Ecclesia semper reformanda – aber nicht genmanipuliert
Mit dem Vortrag von Dorothea Schmidt wurde der Zuhörerschaft ein tiefer Einblick in die Synodalversammlungen gewährt. Der Titel lautete „Im Dschungel der synodalen Strategien. Erfahrungen mit der Kirchenpolitik in der Synodalen Vollversammlung.“ Auch sie kritisiert zutiefst die Antastung der „DNA der Kirche“ und den missverstandenen Grundsatz einer ecclesia semper reformanda. Sie schloss sich mit ihren Aussagen ihren Vorrednern an, die eine vom hl. Geist geleitete Kirche und christuszentrierte Reformbestrebung befürworteten. Die Machtinteressen, die sich auf schmerzliche Weise auf dem Synodalen Weg entladen würden, gingen an diesem Kern vorbei. Sie berichtete aus erster Hand von Sticheleien und regelrechtem Mobbing gegen die Minderheitsmeinungen und kritisierte unter anderem die unrechtmäßige Verwendung eines Kartensystems ganz nach den Vorgehensweisen der Jugendverbände. Auf dem Synodalen Weg herrsche keine Einmütigkeit, sondern eine „schwierige Dialogkultur“. Zudem würden „grüne Allüren“, theologisch „unterbelichtete“ Forderungen einer neuen kirchlichen Lehre, viel zu kurze Redezeiten und viele Vorurteile gegenüber der Kirche einen echten Reformprozess erschweren. Schmidt entfaltete stattdessen einen fruchtbaren Weg der Erneuerung ausgehend von einer „to-do-Liste“, in der viele Aspekte ihrer Vorredner genannt wurden und desweiteren die Sakralität und Würde des menschlichen Lebens sowie die Einheit mit Rom aufgeführt worden sind.

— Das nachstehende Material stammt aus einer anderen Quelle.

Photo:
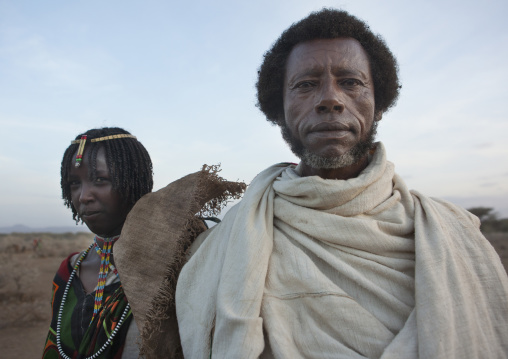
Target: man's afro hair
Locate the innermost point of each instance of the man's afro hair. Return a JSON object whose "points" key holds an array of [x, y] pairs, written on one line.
{"points": [[326, 24]]}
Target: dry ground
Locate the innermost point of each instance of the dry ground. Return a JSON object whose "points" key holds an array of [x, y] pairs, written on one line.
{"points": [[26, 274], [25, 286]]}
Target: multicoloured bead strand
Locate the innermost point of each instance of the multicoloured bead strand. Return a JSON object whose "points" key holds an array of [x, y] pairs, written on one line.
{"points": [[62, 304], [105, 255]]}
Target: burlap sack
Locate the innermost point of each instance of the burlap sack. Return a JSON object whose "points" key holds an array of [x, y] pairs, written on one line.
{"points": [[151, 252]]}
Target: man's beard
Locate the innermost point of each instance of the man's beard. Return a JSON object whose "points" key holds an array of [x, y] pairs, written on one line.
{"points": [[352, 156]]}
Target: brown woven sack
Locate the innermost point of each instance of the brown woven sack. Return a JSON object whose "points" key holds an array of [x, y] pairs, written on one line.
{"points": [[151, 252]]}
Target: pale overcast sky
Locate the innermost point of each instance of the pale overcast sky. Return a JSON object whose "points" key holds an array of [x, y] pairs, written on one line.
{"points": [[180, 76]]}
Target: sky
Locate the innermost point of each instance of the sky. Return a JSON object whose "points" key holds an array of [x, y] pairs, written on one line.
{"points": [[181, 77]]}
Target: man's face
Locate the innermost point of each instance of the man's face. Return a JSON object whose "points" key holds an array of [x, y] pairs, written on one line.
{"points": [[329, 102], [97, 203]]}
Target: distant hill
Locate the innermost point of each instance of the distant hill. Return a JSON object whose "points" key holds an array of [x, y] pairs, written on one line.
{"points": [[20, 228]]}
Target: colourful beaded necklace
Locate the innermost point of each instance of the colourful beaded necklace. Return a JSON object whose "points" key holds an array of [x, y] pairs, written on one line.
{"points": [[105, 255], [64, 297]]}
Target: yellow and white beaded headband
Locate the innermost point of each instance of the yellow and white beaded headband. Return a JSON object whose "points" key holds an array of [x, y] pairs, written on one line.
{"points": [[82, 142]]}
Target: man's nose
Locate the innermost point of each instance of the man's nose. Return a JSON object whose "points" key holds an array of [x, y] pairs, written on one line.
{"points": [[86, 194], [330, 99]]}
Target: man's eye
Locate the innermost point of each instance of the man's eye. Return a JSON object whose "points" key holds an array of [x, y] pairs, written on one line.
{"points": [[304, 85], [351, 82]]}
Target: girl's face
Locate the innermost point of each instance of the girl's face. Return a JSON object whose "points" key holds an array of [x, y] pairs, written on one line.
{"points": [[101, 207]]}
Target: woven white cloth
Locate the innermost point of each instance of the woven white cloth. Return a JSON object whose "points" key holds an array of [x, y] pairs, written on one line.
{"points": [[305, 267]]}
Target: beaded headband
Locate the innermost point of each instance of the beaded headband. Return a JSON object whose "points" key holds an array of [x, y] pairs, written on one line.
{"points": [[83, 140]]}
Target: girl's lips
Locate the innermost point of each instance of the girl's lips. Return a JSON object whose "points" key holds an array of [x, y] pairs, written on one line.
{"points": [[89, 215]]}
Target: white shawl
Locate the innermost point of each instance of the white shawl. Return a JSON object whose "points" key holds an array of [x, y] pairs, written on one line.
{"points": [[305, 267]]}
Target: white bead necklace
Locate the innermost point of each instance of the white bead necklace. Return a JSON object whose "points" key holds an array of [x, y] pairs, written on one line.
{"points": [[62, 304]]}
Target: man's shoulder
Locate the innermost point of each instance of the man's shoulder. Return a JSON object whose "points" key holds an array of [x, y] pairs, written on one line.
{"points": [[447, 209]]}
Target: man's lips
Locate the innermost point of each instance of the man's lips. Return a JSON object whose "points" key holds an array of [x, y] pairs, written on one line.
{"points": [[90, 214], [330, 129]]}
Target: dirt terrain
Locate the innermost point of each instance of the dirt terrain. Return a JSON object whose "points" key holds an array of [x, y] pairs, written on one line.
{"points": [[26, 273], [28, 263]]}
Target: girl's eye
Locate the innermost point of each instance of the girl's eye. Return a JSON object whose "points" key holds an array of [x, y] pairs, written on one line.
{"points": [[352, 82], [304, 85]]}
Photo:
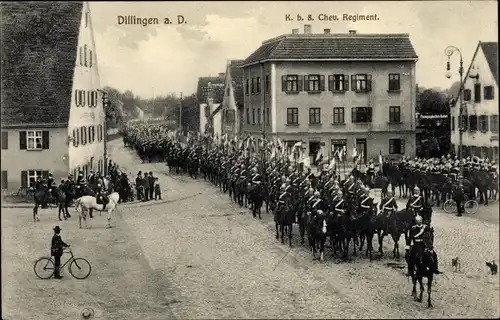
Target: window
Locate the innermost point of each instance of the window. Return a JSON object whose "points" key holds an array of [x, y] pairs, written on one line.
{"points": [[314, 115], [494, 123], [83, 135], [292, 116], [291, 83], [394, 82], [313, 83], [394, 114], [361, 115], [361, 82], [477, 92], [4, 180], [31, 177], [338, 82], [489, 93], [467, 95], [472, 123], [396, 146], [338, 115], [76, 137], [99, 133], [483, 123], [34, 140], [91, 134], [5, 140]]}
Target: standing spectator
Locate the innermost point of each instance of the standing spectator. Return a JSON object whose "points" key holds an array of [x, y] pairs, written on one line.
{"points": [[151, 180], [138, 186], [145, 185]]}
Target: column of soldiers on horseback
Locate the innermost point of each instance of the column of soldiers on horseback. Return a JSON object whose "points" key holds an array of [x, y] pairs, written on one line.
{"points": [[68, 190], [439, 179], [255, 171]]}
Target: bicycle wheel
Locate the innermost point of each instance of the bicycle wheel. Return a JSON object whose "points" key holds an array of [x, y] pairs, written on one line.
{"points": [[471, 206], [80, 268], [450, 206], [44, 268]]}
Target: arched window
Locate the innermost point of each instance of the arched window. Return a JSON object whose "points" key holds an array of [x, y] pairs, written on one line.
{"points": [[76, 137], [91, 134], [83, 132], [85, 55]]}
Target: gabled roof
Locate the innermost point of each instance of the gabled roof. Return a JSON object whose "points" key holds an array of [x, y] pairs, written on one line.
{"points": [[334, 47], [38, 62], [237, 78], [490, 50]]}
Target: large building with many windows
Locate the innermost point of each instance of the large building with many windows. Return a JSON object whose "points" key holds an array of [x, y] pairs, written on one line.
{"points": [[52, 112], [334, 90], [480, 105]]}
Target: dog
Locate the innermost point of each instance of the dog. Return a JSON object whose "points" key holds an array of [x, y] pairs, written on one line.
{"points": [[493, 267], [455, 263]]}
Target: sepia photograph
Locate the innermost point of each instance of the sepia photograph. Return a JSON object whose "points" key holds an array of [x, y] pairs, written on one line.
{"points": [[249, 160]]}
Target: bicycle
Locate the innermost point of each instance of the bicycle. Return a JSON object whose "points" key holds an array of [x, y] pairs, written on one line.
{"points": [[470, 206], [46, 265]]}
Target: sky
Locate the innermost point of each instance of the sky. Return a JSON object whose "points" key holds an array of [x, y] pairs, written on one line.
{"points": [[163, 59]]}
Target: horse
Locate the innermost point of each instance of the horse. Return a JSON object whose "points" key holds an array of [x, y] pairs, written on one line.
{"points": [[421, 265], [40, 198], [395, 224], [317, 233], [87, 203]]}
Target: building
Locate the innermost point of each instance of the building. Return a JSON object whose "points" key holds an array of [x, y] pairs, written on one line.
{"points": [[334, 90], [233, 101], [52, 112], [210, 94], [480, 102]]}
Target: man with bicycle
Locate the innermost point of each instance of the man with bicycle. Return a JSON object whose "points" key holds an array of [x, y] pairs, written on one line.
{"points": [[56, 250]]}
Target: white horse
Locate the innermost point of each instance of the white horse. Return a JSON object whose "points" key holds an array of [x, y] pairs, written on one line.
{"points": [[87, 203]]}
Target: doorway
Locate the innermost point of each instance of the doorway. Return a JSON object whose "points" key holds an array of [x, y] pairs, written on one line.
{"points": [[361, 148]]}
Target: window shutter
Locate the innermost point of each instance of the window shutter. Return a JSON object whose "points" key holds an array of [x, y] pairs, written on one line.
{"points": [[24, 179], [5, 140], [22, 140], [321, 83], [346, 82], [45, 140], [306, 83], [5, 182]]}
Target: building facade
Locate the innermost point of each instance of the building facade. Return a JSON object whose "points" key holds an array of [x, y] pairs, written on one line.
{"points": [[233, 101], [480, 103], [52, 116], [334, 90]]}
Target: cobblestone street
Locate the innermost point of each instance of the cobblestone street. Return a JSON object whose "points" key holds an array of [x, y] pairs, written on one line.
{"points": [[197, 255]]}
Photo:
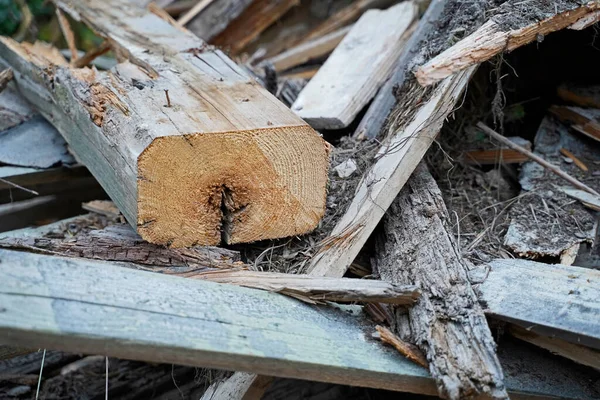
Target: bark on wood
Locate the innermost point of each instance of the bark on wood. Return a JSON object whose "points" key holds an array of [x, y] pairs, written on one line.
{"points": [[579, 354], [491, 39], [216, 17], [255, 19], [224, 144], [446, 323], [550, 300], [309, 50], [409, 140], [341, 88]]}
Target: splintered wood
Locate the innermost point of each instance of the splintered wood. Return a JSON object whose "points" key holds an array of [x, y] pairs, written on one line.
{"points": [[191, 149], [492, 38], [356, 69]]}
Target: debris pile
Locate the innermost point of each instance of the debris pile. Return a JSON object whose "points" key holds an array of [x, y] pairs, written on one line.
{"points": [[297, 199]]}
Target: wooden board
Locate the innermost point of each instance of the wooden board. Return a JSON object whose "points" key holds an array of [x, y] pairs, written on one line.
{"points": [[256, 18], [309, 50], [216, 16], [551, 300], [221, 159], [94, 307], [491, 39], [356, 69], [396, 160]]}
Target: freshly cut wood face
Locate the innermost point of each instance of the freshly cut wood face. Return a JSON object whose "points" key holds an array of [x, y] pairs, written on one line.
{"points": [[190, 148], [237, 186]]}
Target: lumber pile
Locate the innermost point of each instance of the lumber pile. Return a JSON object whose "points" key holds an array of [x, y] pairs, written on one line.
{"points": [[289, 199]]}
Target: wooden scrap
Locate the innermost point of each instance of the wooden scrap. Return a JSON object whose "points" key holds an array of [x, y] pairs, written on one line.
{"points": [[580, 354], [67, 32], [493, 38], [544, 221], [308, 50], [342, 18], [166, 173], [495, 156], [400, 154], [586, 21], [374, 119], [5, 77], [104, 207], [259, 15], [547, 299], [408, 350], [50, 303], [215, 18], [316, 289], [580, 95], [446, 323], [341, 88], [537, 159], [195, 10], [576, 160], [585, 120]]}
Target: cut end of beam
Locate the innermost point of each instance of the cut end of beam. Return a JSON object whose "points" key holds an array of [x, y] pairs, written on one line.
{"points": [[232, 187]]}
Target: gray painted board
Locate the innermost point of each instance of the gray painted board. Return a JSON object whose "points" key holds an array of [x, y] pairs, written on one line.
{"points": [[552, 300], [99, 308]]}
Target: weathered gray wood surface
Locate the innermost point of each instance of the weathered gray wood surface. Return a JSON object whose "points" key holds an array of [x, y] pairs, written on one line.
{"points": [[97, 308], [374, 119], [446, 323], [122, 127], [344, 84], [551, 300]]}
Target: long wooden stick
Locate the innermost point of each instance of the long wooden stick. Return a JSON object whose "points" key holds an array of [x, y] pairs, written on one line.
{"points": [[536, 158]]}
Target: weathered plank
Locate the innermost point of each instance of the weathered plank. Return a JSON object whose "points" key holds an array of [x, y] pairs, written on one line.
{"points": [[374, 119], [579, 354], [417, 125], [170, 164], [493, 38], [342, 87], [216, 16], [53, 302], [551, 300], [259, 15], [446, 323], [309, 50]]}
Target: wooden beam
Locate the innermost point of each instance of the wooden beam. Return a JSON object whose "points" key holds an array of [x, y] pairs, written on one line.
{"points": [[399, 156], [223, 144], [579, 354], [309, 50], [446, 323], [342, 87], [491, 39], [548, 299], [53, 302], [374, 119], [255, 19], [216, 17]]}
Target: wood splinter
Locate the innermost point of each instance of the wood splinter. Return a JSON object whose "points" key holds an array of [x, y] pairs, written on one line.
{"points": [[229, 163]]}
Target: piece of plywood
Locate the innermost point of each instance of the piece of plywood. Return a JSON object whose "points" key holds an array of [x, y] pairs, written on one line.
{"points": [[551, 300], [356, 69], [190, 148]]}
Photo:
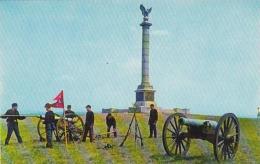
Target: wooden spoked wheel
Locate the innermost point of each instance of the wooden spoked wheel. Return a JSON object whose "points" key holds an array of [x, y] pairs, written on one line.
{"points": [[74, 128], [41, 129], [175, 139], [227, 136]]}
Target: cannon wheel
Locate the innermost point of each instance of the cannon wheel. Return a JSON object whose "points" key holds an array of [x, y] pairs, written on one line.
{"points": [[41, 129], [175, 140], [227, 136], [77, 128]]}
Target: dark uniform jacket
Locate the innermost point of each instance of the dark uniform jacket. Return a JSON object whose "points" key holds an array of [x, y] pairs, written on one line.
{"points": [[70, 114], [111, 121], [49, 117], [12, 119], [153, 116], [89, 119]]}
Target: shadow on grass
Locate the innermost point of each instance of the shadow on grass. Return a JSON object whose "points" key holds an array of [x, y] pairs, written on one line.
{"points": [[166, 158]]}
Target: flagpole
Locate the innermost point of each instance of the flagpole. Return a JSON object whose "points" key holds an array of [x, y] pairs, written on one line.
{"points": [[66, 142]]}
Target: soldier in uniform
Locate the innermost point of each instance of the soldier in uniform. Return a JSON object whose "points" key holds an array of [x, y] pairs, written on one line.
{"points": [[152, 121], [111, 122], [49, 121], [69, 113], [89, 123], [12, 124]]}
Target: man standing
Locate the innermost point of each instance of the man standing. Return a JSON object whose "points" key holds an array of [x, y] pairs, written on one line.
{"points": [[12, 124], [49, 121], [152, 121], [69, 113], [111, 121], [89, 123]]}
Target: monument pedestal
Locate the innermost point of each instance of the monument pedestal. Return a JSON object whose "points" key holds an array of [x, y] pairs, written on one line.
{"points": [[145, 91], [144, 98]]}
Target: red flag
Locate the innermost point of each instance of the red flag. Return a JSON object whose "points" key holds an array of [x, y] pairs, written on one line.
{"points": [[59, 101]]}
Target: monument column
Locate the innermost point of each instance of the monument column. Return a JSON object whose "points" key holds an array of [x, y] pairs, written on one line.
{"points": [[145, 92]]}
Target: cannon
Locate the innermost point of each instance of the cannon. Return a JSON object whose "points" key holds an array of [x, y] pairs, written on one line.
{"points": [[178, 130], [74, 128]]}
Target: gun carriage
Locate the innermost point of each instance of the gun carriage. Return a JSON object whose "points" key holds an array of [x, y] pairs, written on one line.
{"points": [[73, 125], [178, 131]]}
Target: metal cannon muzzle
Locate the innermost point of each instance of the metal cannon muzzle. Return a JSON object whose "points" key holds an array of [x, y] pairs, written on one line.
{"points": [[198, 123]]}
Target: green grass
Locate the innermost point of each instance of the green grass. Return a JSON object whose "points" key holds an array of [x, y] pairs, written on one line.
{"points": [[34, 151]]}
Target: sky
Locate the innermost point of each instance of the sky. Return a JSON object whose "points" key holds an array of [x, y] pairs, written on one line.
{"points": [[204, 54]]}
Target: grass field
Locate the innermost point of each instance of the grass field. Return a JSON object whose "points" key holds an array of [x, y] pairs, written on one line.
{"points": [[34, 151]]}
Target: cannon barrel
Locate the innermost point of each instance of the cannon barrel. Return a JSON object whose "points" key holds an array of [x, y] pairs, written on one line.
{"points": [[198, 123]]}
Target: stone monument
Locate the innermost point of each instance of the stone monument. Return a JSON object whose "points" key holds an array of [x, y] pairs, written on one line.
{"points": [[145, 91]]}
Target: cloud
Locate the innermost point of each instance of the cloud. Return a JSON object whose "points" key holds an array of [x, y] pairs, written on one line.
{"points": [[133, 65], [160, 33]]}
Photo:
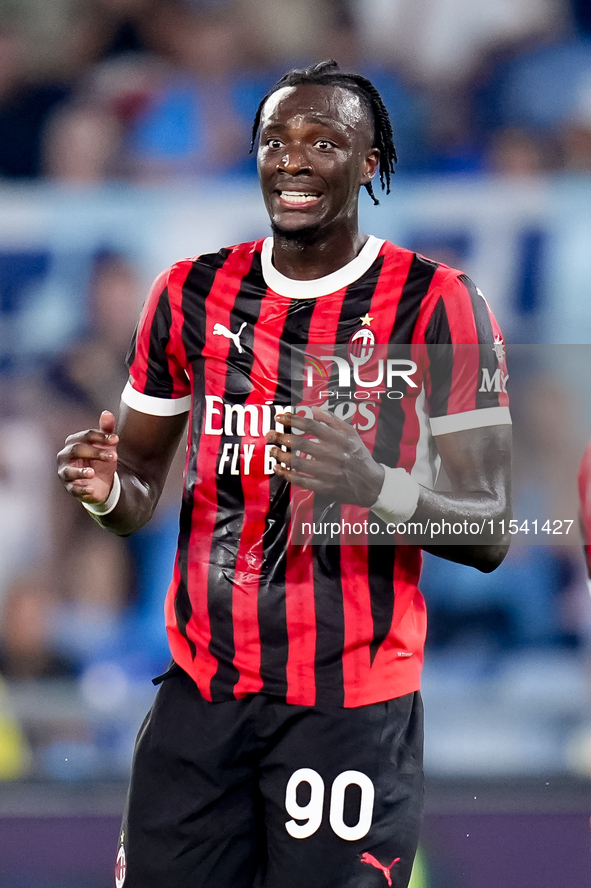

Der Synodale Weg als Revolution mit stumpfen Schwertern
Ein letzter Zugang zum Motto des dritten Studientages „Kampf um die Kirche“ erfolgte auf kirchenrechtlicher Ebene. Prof. Stefan Mückl setzte sich mit der Frage auseinander: „Wie verbindlich sind die ‚verbindlichen Beschlüsse‘ des Synodalen Wegs?“ Zunächst brachte er das Auditorium auf einen terminologisch gemeinsamen Nenner: Was ist Synode und Synodalität? Was unterscheidet die seit dem Zweiten Vaticanum bestehende Bischofssynode vom ökumenischen Konzil und wie ist in diesem Zusammenhang der Synodale Weg einzuordnen?  Der Synodale Weg unterscheide sich grundsätzlich vom Rest. Er könne als „institutionalisierte Modalität des innerkirchlichen Petitionsrechts“ bezeichnet werden. Seine Satzung beinhalte ein gleiches Stimmrecht für alle, also nicht nur der Bischöfe, wenn auch eine doppelte 2/3-Mehrheit bei der Abstimmung von Beschlüssen vorausgesetzt werde, also eine 2/3-Mehrheit der Bischöfe innerhalb der 2/3-Mehrheit der Anwesenden, die zu einer Beschlussfähigkeit notwendig ist. Die Satzung gebe her, dass die Beschlüsse des Synodalen Wegs nicht rechtskräftig seien, sondern ihre Umsetzung der jeweiligen kirchlichen Autorität vorbehalten werde. Mückl erinnerte an den Grundsatz, nach dem geltenden Kirchenrecht kein untergeordneter Gesetzgeber ein Gesetz beschließen dürfe, das dem höheren Recht widerspreche. Er konkretisierte dies anhand von Beispielen wie dem Versuch der Zölibatslockerung oder der Frauenweihe. Dabei erinnerte er an einen Brief des Präfekten er Bischofskongregation an den ehemaligen Vorsitzenden der DBK, in dem klar gesagt wurde, dass die Themen des Synodalen Wegs „mit wenigen Ausnahmen nicht Gegenstand von Beschlüssen und Entscheidungen einer Teilkirche sein [könnten], ohne gegen die Einschätzung des hl. Vaters zu verstoßen.“ Selbst der Papst könne nicht grenzenlos handeln. Er unterstehe in seinem Jurisdiktionsprimat dem göttlichen Gesetz und könne nichts verabschieden, was diesem widerspreche. Zusammenfassend könne man also sagen, dass der Synodale Weg keine verbindlichen Beschlüsse vornehme und kein bei besprochenen Themen die Befugnis einer Umsetzung habe. Bei Zuwiderhandlung ziehe er sich die Exkommunikation zu. Letztendlich sei der Synodale Weg eben kein Reformprozess im Sinne einer ecclesia semper reformanda, sondern eine Revolution, eine Umkehrung der bisherigen Lehre, mithilfe einer stumpfen Waffe – einer Satzung, die ins kirchenrechtliche Nirgendwo führt.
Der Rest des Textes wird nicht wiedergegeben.